Money is the root of evil. A Long Way Gone and The Bite of the Mango are both memoirs of the Sierra Leone Civil War. Although the book does not touch upon the causes of the civil war, through research diamonds were a main contributor and a cause of the war. Sierra Leone was embedded with diamonds and other luxurious stones, thus making it a gargantuan mining center. Diamonds caused tensions between the government and rebellious citizens, contributed to the emergence of the Revolutionary United Front (RUF) and supplied warfare to the RUF.
Ibrahim Kamara states in a speech that “The root of the conflict is and remains diamonds, diamonds and diamonds”. The decade-long conflict affected numerous lives of innocent and vulnerable citizens. In spite of the fact that both novels depict different point of views, in reality each novel showed the horrors of the Sierra Leone Civil War simply in different perspectives. First off, symbols are conspicuous in both books. In A Long Way Gone, weapons, Shakespeare monologues and rap music are significant symbols used throughout the novel.
Comparatively, in The Bite of the Mango the mango and her passion for acting are main symbols used throughout the book. Both the mango in The Bite of the Mango and weapons in A Long Way Gone represent a loss of innocence for both characters. Ishmael killed a human being with an AK-47, which marked the transition from childhood to a manhood. “The idea of death at all and killing had become as easy as drinking water” (Beah 122). At first, Ishmael feared the idea of becoming a soldier, but as time progressed the army had brainwashed him into believing killing was a daily living activity.

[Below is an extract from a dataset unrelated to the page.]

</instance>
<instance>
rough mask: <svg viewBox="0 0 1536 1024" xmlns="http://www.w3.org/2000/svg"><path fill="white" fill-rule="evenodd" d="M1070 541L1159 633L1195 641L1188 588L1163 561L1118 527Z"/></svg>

In contrast, the loss of innocence in The Bite of the Mango occured when picked up and ate the mango without using her hands. This event reassured Mariatu that she would still able to live with no hands; it would simply be more difficult. In both books, coping mechanisms are coupled with symbols. Ishmael and Mariatu both use theater performances to help cope with the struggles of the war. In particular, when Ishmael recites Shakespeare monologues and raps lyrics, it reminds him the simplicity of life before the war.
Ishmael used to rap with his friends and recite Shakespeare s to residents of his village before the war; therefore, performing and taking part in activities temporarily solved Ishmael’s struggles and distracted him from the horrors of war. Although Mariatu also used theater as a coping mechanism, her performances differed from Ishmael’s. Mariatu performed different war scenarios refugees faced in order to inform others about the horrors of the war.

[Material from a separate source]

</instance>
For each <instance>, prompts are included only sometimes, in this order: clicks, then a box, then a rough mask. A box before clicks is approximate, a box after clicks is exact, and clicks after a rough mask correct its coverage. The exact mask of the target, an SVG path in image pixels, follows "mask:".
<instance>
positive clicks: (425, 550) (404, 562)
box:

In conclusion, symbols reflected the loss of innocence and acted as a way for the two to cope in both novels in order to show the war in different perspectives. Ishmael and Mariatu suffered difficulties in living situations during the times of the Civil war. At one point in both novels, Mariatu and Ishmael lived with their aunt and uncle. Mariatu lived with her aunt and uncle in Magborou, her home village before the war. In contrast, Ishmael lived with his aunt and uncle in Freetown after the war.

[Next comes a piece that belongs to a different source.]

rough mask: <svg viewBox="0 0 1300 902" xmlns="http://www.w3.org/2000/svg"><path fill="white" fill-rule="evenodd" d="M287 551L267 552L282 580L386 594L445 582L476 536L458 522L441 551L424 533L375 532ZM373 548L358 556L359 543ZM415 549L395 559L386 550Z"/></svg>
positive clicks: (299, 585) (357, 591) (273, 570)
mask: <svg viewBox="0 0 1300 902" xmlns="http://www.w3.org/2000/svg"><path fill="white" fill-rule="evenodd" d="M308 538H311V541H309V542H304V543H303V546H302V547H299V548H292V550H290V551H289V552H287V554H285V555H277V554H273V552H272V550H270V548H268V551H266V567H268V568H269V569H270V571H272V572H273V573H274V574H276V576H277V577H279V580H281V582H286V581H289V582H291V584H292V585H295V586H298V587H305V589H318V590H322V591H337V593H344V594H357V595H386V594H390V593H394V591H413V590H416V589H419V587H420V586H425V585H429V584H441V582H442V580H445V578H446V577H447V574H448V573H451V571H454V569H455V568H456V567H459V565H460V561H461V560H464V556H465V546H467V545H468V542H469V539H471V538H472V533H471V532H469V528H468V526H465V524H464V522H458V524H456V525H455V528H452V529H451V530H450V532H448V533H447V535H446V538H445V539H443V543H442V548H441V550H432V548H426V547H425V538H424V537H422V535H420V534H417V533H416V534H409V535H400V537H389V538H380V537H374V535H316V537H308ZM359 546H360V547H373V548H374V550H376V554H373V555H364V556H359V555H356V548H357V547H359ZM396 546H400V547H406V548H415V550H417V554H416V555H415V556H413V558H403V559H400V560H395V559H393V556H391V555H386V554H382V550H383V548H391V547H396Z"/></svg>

Next, the two characters, Ishmael and Mariatu, traveled outside of Sierra Leone once in their life time. Ishmael traveled to New York City, where he now resides, to attend a UN conference, whereas Mariatu traveled to London for prosthetic hands and then to Canada to reside. Both Ishmael and Mariatu ended up in living in Freetown at some point in the novel. Ishmael had to escape the war in Freetown to live in New York City where Mariatu did not. “I had come to Canada on a six-month visitor’s visa” (Kamara 184). This quote explains how Mariatu had already planned this trip.
Although Ishmael traveled to New York City and Mariatu traveled to London, both characters saw snow for the first time in these places. All in all, Ishmael and Mariatu lived with similar family members at different times and traveled to places far from Sierra Leone in order to experience new cultures and share their war stories. Despite the conflicting point of views in both memoirs of the Sierra Leone Civil War, each author expressed the problems of the war in different perspectives. Mariatu Kamara and Ishmael were children when the war began and adults when the war ended.
Mariatu and Ishmael convey that symbols in these novels represent coping mechanisms and the theme of loss of innocence. Mariatu and Ishmael both have undergone drastic changes in living situations due to the civil war that struck their country. As a result of keeping a positive mindset during the war, Mariatu and Ishmael’s grew as individuals. “The heart of my country is the heart of the people who helped me see myself not as a victim, but as someone who could still do great things in this world” (Kamara 211).